Having been to “Black Acid” a few times over the past few weeks it’s also been great to see the effects of time and other visitors on the installation. The plants behind the glass in the Chinatown shop are wilting, a few things here and there have moved or been changed, the crumpled newspapers on the floor are more scattered, and some of the flyers on the wall leading to the basement have been removed. There’s something so familiar and MESSY, about the whole scene that makes visitors feel comfortable enough to touch and remove objects as they please. "Hello Meth Lab With a View" had a balcony off one of the rooms that many people just hung out on and smoked cigarettes. It’s not often that a work of art is inviting enough for people to chill at and smoke in. A friend of mine took a tape player off the wall and threw it at another friend, but the other friend didn’t catch it and it fell off the balcony and crashed on the street (sorry dudes, I had no involvement). Still, I can’t help but imagine that Lowe and Freeman wouldn’t mind the fact that that happened. If I’m wrong then maybe I really don’t know shit about what they’re doing.

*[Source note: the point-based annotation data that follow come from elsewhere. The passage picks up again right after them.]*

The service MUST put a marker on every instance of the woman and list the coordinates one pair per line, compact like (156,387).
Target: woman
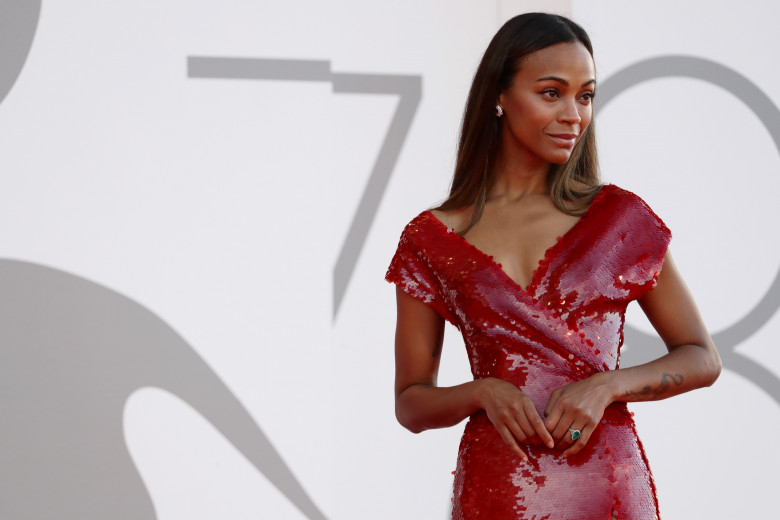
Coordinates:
(535,262)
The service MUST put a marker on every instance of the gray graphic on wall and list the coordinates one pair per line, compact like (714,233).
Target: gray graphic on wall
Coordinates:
(72,354)
(409,91)
(644,347)
(18,22)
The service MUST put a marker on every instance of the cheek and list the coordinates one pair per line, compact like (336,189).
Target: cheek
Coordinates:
(585,118)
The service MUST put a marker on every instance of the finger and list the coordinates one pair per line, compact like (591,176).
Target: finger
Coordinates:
(537,424)
(561,431)
(552,413)
(510,441)
(580,443)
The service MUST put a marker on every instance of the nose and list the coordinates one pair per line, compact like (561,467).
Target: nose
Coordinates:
(569,113)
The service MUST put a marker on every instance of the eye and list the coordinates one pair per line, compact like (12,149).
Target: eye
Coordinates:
(587,97)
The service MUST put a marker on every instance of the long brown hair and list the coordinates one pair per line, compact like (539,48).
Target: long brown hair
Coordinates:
(576,181)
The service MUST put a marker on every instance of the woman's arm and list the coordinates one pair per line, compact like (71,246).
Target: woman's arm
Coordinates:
(420,404)
(692,362)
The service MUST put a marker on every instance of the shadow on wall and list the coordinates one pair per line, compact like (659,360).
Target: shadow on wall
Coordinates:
(72,352)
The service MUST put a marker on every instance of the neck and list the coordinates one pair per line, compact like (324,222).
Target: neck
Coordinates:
(516,175)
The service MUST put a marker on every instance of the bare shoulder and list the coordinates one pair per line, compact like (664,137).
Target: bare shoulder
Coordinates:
(455,219)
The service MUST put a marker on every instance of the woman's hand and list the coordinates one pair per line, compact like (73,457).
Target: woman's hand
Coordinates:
(513,414)
(576,407)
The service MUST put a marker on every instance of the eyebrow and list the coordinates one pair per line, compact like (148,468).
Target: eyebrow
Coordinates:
(563,81)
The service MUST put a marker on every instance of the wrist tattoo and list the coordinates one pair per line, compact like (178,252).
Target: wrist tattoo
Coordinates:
(648,393)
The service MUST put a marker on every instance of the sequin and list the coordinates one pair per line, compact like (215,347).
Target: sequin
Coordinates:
(610,257)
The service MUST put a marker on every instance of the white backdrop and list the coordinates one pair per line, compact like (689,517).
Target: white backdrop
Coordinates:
(221,206)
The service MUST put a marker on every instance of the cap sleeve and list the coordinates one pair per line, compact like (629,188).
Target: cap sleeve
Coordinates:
(646,240)
(412,270)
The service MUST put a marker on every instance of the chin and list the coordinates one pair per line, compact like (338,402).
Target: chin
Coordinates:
(559,158)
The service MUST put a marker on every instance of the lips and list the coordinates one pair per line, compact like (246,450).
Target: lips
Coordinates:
(564,139)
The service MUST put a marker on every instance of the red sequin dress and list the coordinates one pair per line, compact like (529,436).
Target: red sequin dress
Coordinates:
(567,325)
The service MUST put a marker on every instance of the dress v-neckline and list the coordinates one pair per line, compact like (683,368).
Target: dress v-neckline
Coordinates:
(543,261)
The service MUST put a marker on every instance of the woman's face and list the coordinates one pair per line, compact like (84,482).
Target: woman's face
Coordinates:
(549,104)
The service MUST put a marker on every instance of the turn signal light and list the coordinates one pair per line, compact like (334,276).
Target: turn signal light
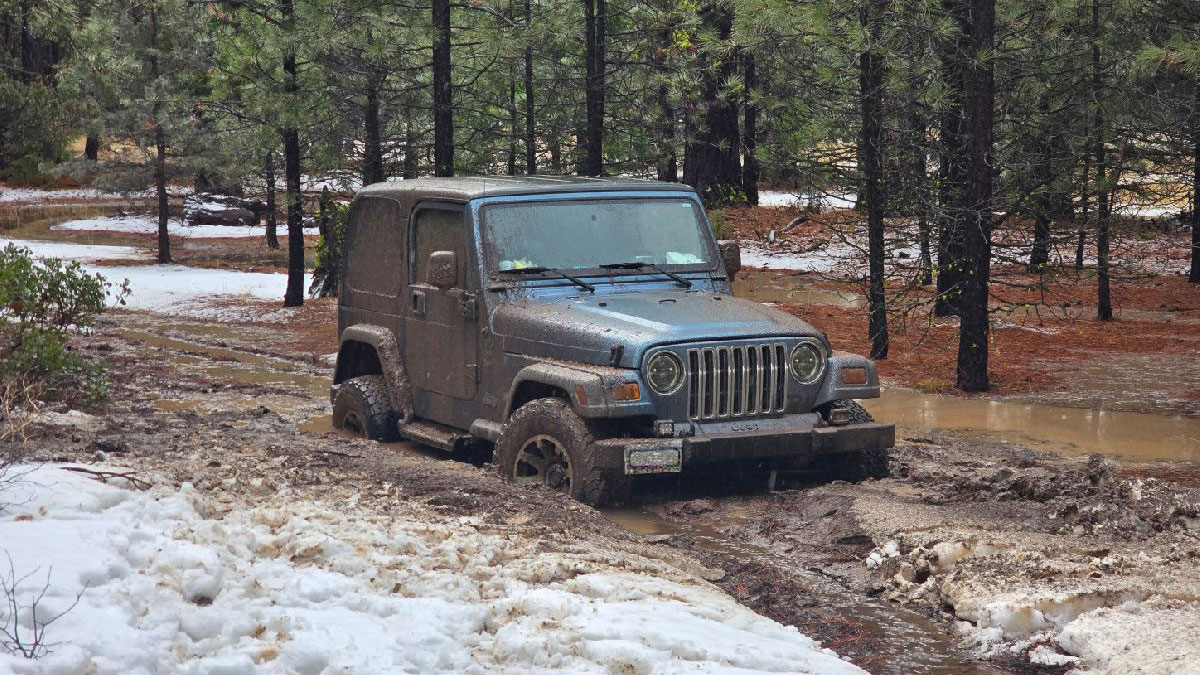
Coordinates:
(625,392)
(853,376)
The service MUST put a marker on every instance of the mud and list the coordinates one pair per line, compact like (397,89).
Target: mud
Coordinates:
(1002,547)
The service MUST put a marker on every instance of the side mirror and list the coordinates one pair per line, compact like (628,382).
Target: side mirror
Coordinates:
(443,269)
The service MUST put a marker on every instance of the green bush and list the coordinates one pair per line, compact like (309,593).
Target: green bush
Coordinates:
(41,304)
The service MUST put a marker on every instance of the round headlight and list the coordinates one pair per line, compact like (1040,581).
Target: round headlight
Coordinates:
(664,372)
(805,362)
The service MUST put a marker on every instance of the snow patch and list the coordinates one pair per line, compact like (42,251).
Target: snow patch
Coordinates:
(297,586)
(149,225)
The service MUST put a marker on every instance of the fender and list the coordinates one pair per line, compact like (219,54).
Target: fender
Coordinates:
(586,384)
(391,364)
(833,388)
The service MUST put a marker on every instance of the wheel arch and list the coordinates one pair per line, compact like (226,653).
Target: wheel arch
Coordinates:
(373,350)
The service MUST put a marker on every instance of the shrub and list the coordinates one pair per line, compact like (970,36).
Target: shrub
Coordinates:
(41,304)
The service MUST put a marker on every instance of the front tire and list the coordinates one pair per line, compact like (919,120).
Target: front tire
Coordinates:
(364,407)
(546,443)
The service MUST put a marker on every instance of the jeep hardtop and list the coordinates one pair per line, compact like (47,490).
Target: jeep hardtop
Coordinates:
(586,330)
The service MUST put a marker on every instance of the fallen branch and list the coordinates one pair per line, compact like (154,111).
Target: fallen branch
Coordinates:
(105,476)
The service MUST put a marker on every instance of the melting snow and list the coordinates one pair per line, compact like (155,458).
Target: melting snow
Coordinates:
(149,225)
(165,288)
(299,586)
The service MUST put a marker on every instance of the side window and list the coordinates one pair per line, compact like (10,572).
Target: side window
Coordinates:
(376,249)
(438,228)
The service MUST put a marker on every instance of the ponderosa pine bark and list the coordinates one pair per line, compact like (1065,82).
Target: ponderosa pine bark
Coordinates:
(750,130)
(372,150)
(711,162)
(1103,293)
(273,240)
(973,327)
(531,137)
(666,162)
(870,84)
(951,171)
(595,18)
(443,91)
(294,294)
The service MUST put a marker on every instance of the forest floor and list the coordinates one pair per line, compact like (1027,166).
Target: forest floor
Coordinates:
(976,548)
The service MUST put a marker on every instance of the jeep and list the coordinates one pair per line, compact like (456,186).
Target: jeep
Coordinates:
(585,330)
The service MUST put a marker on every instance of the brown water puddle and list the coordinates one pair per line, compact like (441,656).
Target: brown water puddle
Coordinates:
(1072,431)
(784,288)
(907,641)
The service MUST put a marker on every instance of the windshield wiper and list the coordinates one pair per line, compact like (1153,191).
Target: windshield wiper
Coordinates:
(643,264)
(540,270)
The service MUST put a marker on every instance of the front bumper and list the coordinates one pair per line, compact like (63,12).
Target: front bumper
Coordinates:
(772,448)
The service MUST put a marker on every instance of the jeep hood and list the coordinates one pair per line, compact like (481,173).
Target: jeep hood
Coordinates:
(587,328)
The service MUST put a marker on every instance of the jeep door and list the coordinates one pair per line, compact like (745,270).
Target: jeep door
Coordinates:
(442,333)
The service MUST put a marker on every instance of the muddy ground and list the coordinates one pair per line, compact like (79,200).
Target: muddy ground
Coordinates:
(899,575)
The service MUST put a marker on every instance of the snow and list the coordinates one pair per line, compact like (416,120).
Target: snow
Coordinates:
(172,584)
(171,288)
(780,198)
(149,225)
(39,195)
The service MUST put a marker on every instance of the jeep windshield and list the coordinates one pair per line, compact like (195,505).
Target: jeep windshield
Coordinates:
(597,237)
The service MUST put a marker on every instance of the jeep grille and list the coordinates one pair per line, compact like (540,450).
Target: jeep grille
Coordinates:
(737,381)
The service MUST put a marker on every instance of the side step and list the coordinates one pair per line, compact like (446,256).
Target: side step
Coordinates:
(431,434)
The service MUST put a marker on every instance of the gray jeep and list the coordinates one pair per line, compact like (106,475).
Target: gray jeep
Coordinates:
(585,330)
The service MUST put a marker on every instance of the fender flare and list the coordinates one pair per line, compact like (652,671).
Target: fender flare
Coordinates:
(391,363)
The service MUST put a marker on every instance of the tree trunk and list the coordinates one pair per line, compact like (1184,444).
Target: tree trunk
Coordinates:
(1104,298)
(870,85)
(514,132)
(919,192)
(1194,272)
(411,160)
(443,93)
(952,171)
(160,183)
(750,132)
(1043,202)
(372,160)
(595,16)
(1085,197)
(711,162)
(667,161)
(160,144)
(973,327)
(531,137)
(273,240)
(294,294)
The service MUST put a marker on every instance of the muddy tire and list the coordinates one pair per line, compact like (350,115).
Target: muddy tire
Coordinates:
(855,467)
(363,407)
(546,443)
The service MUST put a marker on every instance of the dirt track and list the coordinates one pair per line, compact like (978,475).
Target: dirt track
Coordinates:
(989,543)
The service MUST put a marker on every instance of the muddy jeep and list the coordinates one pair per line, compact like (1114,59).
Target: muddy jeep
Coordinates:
(583,329)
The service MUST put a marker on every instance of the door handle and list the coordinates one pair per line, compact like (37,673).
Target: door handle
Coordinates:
(418,300)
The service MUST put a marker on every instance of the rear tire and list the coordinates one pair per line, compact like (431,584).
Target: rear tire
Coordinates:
(547,443)
(364,407)
(858,466)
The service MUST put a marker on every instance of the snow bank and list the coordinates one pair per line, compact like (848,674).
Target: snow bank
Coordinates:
(291,586)
(149,225)
(780,198)
(76,251)
(171,288)
(37,195)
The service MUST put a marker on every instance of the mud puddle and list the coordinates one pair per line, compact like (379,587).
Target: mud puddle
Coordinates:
(1129,436)
(907,643)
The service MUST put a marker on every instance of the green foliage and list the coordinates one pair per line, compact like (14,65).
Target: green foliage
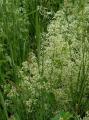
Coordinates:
(44,60)
(63,116)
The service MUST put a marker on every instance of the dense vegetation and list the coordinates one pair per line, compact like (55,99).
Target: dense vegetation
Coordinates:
(44,60)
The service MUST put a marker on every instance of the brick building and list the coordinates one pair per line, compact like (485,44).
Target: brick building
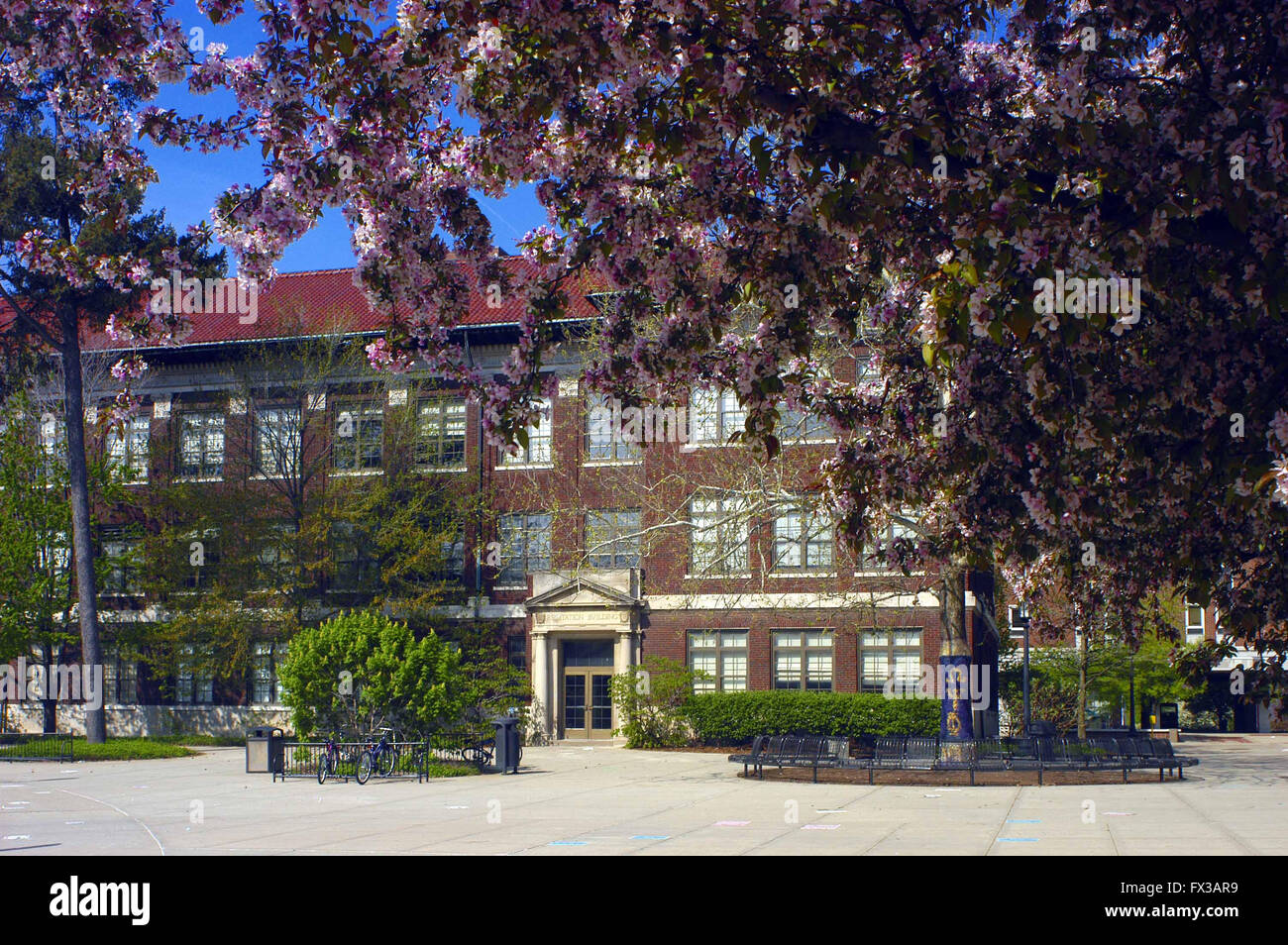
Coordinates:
(608,548)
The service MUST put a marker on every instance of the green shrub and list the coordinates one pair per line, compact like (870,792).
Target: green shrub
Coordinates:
(738,717)
(128,750)
(361,670)
(651,700)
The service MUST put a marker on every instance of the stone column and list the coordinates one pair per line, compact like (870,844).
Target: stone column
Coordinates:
(623,657)
(541,679)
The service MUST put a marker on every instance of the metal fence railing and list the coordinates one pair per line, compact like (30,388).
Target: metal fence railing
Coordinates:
(406,759)
(35,747)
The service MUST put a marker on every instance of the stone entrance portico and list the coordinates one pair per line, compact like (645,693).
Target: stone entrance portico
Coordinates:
(600,606)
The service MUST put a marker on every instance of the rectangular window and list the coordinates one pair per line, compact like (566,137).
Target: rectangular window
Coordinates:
(613,537)
(1017,615)
(803,425)
(516,652)
(803,541)
(277,441)
(540,439)
(193,685)
(608,437)
(1196,622)
(201,445)
(355,557)
(719,541)
(524,546)
(721,654)
(201,554)
(803,660)
(53,446)
(452,559)
(121,553)
(128,448)
(266,686)
(879,557)
(120,679)
(885,653)
(360,437)
(441,441)
(53,555)
(274,558)
(715,416)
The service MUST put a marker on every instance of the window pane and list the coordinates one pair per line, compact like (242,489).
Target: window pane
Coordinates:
(539,450)
(442,433)
(787,671)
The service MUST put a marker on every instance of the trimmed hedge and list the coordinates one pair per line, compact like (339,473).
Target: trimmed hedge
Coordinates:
(738,717)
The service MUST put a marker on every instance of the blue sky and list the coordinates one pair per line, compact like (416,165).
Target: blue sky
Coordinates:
(191,181)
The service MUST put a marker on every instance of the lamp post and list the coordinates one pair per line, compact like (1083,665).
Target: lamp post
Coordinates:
(1131,691)
(1021,619)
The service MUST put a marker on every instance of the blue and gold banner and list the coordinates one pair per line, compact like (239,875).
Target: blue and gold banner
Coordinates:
(956,722)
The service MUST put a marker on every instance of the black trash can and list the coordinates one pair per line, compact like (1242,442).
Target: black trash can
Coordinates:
(266,750)
(506,759)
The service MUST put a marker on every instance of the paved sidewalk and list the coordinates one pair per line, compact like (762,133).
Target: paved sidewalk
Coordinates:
(597,799)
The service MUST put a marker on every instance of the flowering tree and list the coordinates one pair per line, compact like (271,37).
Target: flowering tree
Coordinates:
(1057,227)
(75,253)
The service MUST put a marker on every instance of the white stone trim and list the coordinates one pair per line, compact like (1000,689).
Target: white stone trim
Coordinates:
(789,601)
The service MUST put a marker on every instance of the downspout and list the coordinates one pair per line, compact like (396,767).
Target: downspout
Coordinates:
(478,540)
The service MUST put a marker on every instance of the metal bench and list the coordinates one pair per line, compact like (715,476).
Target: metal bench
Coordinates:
(1038,753)
(794,751)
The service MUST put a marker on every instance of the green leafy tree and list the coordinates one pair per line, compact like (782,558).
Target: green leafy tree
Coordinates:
(651,700)
(37,592)
(490,683)
(361,670)
(287,537)
(52,306)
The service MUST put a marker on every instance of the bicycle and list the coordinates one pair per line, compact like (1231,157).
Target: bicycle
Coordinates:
(482,752)
(329,761)
(380,757)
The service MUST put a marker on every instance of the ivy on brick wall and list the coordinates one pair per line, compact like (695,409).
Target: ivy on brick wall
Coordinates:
(738,717)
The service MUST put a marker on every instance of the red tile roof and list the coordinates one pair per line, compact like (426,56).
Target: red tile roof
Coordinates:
(327,301)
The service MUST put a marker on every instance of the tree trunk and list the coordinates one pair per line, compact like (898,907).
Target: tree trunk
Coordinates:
(82,542)
(50,703)
(1083,656)
(956,722)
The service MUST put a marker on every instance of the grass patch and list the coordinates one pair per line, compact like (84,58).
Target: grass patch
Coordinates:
(451,769)
(128,750)
(201,740)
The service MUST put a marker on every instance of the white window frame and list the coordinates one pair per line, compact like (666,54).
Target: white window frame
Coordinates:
(210,429)
(129,448)
(540,450)
(268,463)
(720,536)
(715,415)
(716,652)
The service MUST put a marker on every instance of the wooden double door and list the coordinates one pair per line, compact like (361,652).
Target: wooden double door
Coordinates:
(588,702)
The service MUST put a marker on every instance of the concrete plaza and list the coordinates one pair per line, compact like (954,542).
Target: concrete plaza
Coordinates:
(580,798)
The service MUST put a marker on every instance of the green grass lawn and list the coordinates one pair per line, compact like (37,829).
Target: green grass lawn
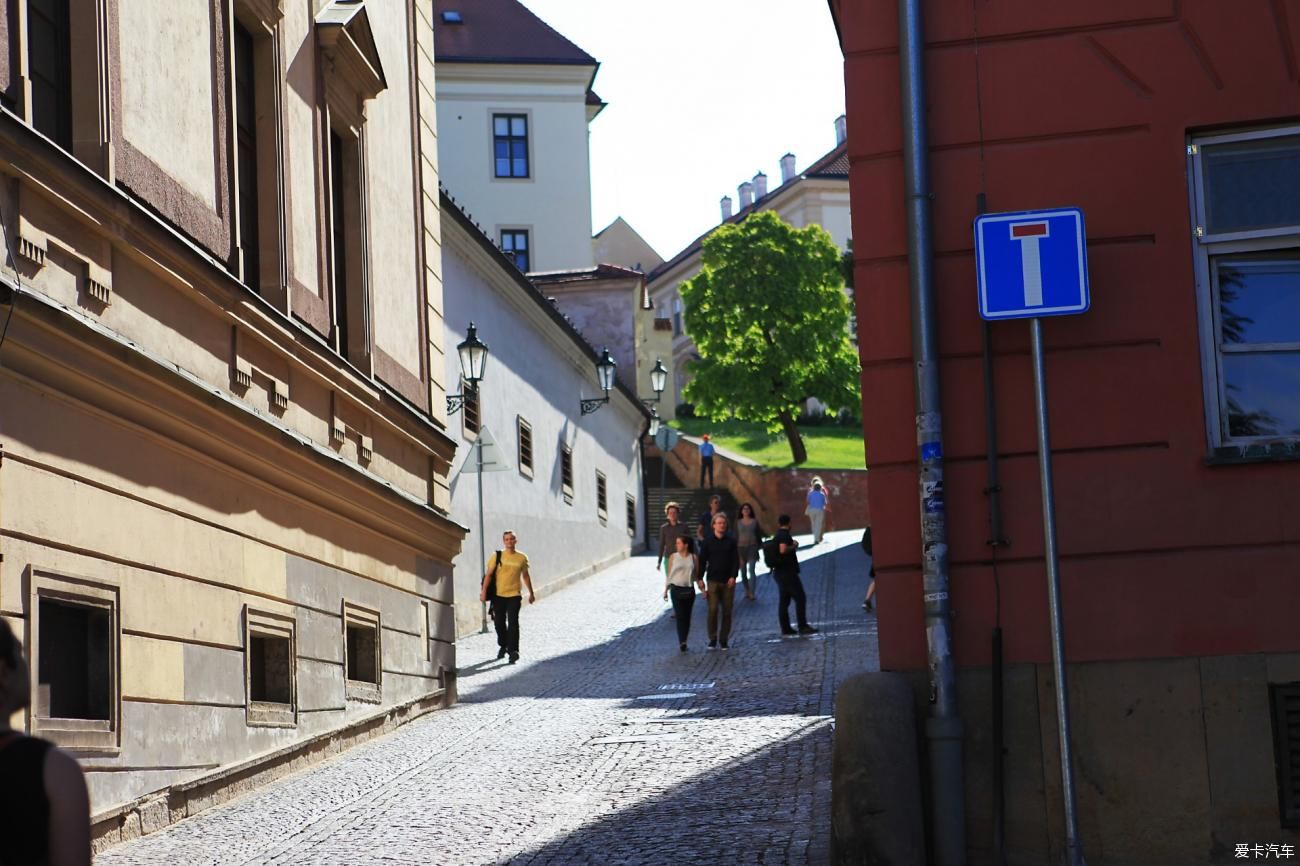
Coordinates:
(830,447)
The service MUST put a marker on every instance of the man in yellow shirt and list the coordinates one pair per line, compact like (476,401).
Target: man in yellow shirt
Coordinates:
(511,570)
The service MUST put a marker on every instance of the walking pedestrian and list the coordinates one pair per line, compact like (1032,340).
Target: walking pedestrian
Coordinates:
(871,568)
(671,529)
(719,563)
(818,503)
(788,581)
(706,519)
(706,460)
(748,535)
(43,801)
(510,567)
(683,572)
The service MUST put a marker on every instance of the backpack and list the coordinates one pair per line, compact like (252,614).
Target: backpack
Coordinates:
(492,580)
(771,553)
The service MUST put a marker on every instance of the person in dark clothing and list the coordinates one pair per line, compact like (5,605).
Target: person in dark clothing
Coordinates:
(788,581)
(871,570)
(719,561)
(706,519)
(44,809)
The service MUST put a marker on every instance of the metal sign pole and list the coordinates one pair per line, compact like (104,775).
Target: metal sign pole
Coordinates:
(482,548)
(1073,845)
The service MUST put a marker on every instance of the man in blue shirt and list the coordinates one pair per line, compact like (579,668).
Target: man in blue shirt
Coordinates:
(817,509)
(706,460)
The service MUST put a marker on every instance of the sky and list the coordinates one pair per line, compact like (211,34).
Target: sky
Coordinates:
(702,95)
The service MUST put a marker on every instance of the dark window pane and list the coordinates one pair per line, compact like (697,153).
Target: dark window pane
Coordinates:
(362,654)
(1252,185)
(76,652)
(1260,297)
(1262,393)
(269,670)
(50,60)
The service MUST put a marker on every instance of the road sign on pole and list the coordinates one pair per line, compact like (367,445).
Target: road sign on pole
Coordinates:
(1032,264)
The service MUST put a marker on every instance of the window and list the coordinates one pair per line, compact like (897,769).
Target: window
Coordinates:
(66,77)
(469,418)
(269,669)
(1248,275)
(362,652)
(343,242)
(525,447)
(1285,701)
(510,144)
(76,644)
(50,61)
(514,243)
(246,152)
(567,472)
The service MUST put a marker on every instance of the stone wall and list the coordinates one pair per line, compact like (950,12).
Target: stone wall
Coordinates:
(775,492)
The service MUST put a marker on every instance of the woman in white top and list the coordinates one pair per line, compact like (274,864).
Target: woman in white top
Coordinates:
(683,570)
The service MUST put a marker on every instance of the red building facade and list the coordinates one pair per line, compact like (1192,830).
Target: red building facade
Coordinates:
(1174,406)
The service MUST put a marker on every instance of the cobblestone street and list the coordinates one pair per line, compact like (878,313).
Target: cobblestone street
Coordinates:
(603,745)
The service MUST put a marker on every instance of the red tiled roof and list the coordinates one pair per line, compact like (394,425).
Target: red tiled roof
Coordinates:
(499,31)
(833,164)
(584,275)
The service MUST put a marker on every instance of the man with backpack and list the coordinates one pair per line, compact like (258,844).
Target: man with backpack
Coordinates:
(780,557)
(505,581)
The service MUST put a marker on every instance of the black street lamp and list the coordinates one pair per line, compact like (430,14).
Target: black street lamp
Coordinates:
(605,369)
(658,379)
(473,356)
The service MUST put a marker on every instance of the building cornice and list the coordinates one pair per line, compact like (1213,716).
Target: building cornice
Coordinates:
(159,247)
(70,353)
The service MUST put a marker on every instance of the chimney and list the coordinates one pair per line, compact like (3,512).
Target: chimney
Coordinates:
(787,168)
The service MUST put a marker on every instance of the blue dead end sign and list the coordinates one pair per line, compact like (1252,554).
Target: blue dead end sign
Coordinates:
(1031,264)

Not all installations work like this, but these two have a way of making work inviting enough that the viewer feels encouraged to participate, whether or not they’re supposed to. At PS1’s Greater New York 2005 show, I walked on to the sandy shore of Lowe’s piece “On the Beach” and looked around inside the teepee. I was nearly thrown out for it but I had no clue I WASN’T supposed to do that. For me that’s the beauty of art.  I want to touch and feel art and I enjoy feeling as though the work is living and breathing and is affected by my presence.

Black Acid Co-op is open to the public until August 15 and if you don’t go to it I will kill you.